Con más de treinta años de experiencia haciendo vinos, el viticultor Pepe Mendoza continua investigando sobre «la vid, el terreno, las levaduras y el tiempo». Para conocer en cada momento el estado de la planta utiliza sensores y dendrómetros procurando evitar que las cepas no estén sometidas a un excesivo estrés hídrico, que estén bien nutridas, con el fin de producir racimos pequeños, de grano menudo y concentrado y conseguir una buena maduración fenólica sin que caiga la acidez. En la mayor parte de sus vinos utiliza levaduras silvestres, no le gustan ni siquiera las autóctonas seleccionadas. Las levaduras que de manera natural proliferan en el campo y pululan por las instalaciones enológicas dan una complejidad a los vinos que de otra manera no tendrían, hasta las levaduras «malas», las que dan algo de acidez volátil, le parecen interesantes en su justa medida. «No hay un gran vino que no tenga algo elevada la volátil», nos asegura.

Durante la última visita que realizamos a la bodega Pepe nos sorprendió con uno de sus ensayos, un «orange wine» de uvas de Moscatel hecho en tinaja de trescientos litros de capacidad, de manera similar a como todavía los hacen hoy en Georgia.
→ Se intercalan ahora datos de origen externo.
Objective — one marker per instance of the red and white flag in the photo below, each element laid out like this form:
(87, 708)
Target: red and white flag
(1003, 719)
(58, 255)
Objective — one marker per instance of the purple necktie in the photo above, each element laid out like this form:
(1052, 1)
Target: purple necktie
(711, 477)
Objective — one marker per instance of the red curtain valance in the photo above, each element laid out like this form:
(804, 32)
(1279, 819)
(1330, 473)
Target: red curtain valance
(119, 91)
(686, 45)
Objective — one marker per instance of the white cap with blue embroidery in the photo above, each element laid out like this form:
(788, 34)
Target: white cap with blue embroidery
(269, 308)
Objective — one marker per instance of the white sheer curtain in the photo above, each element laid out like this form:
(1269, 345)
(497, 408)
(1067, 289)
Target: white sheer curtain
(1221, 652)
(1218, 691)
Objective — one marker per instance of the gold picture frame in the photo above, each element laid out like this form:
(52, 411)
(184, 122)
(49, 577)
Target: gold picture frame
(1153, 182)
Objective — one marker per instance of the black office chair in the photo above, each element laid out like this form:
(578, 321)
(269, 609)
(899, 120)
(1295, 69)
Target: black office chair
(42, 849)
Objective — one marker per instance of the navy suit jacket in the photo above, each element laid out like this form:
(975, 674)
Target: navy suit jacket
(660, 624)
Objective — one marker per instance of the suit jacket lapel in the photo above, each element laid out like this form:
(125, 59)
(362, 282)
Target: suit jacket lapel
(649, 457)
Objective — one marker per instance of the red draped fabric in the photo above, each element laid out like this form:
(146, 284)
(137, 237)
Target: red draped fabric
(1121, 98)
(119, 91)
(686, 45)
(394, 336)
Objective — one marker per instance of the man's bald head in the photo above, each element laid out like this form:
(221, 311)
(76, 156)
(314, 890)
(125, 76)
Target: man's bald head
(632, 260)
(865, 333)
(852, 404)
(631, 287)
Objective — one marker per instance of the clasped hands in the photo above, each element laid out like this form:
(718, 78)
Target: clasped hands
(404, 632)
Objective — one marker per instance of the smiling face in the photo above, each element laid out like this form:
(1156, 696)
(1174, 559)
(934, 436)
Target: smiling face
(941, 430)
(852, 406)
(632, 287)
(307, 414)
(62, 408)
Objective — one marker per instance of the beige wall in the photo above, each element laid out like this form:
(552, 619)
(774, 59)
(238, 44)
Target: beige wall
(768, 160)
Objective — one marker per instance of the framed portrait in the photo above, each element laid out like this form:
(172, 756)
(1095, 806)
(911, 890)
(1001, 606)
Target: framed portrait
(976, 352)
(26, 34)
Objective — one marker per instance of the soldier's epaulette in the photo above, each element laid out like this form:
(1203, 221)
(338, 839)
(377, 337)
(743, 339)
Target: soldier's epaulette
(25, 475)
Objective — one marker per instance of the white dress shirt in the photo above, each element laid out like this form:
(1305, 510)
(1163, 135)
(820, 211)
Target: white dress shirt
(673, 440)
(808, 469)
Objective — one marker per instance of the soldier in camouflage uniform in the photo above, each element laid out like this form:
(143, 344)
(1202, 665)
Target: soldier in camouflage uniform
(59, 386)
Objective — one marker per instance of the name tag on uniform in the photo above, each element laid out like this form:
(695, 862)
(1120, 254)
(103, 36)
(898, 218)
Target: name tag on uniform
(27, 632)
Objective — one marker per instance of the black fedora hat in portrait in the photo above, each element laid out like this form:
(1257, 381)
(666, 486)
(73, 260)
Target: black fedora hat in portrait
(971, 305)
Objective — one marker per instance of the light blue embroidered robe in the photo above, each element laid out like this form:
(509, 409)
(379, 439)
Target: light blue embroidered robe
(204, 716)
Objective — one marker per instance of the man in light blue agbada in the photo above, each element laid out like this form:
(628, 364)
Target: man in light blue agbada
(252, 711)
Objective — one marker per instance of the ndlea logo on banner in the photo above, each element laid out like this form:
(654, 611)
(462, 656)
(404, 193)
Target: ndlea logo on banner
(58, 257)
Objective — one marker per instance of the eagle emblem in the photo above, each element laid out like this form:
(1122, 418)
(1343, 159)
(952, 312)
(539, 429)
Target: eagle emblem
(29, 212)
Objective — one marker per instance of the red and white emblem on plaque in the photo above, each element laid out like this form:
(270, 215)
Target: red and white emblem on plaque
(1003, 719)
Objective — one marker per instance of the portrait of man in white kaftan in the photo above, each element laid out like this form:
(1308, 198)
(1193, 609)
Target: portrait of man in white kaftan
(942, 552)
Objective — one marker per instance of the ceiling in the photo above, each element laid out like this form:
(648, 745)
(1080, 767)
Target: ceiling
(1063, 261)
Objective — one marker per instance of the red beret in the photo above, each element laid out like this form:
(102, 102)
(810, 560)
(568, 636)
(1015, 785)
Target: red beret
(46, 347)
Un vino radical, hecho sin adición de sulfuroso, con las pieles y el raspón, frutal, fresco y cítrico. También catamos un inolvidable dulce hecho a partir de mosto de pasas de uvas de Moscatel, una muestra sacada de barrica en la que llevaba tres años y allí continúa. En tiempo de vendimia hay que detectar cuándo la uva está madura, «pero hay que esperar al menos una semana más hasta que esté sabrosa, con gusto», confiesa el viticultor. Ahora hace dos vendimias, una temprana para conservar la acidez, los aromas frescos y los más sutiles, y otra cuando la fruta está en sazón, pero no entre estos dos momentos. De esta manera está hecho el tinto Las Quebradas, nombre también de la parcela de la que proceden sus uvas de la variedad Monastrell en el término alicantino de Villena, solo tres hectáreas de secano en suelo pedregoso, de fragmentos de roca madre de naturaleza calcárea que los del lugar llaman «caliche». La de 2010 fue su primera añada y tuvo una crianza de diecisiete meses en barricas de quinientos litros de roble francés. El vino es de color granate de capa media, con aromas intensos a frutos rojos y negros maduros, sotobosque y plantas aromáticas, lácteos, con recuerdo mineral, profundo y complejo. En boca es potente, de cuerpo moderado pero musculoso, vuelve la sensación mineral, junto a notas torrefactas y tofe. Una gozada de vino ya asentado que, pulido por el tiempo, inicia su mejor momento.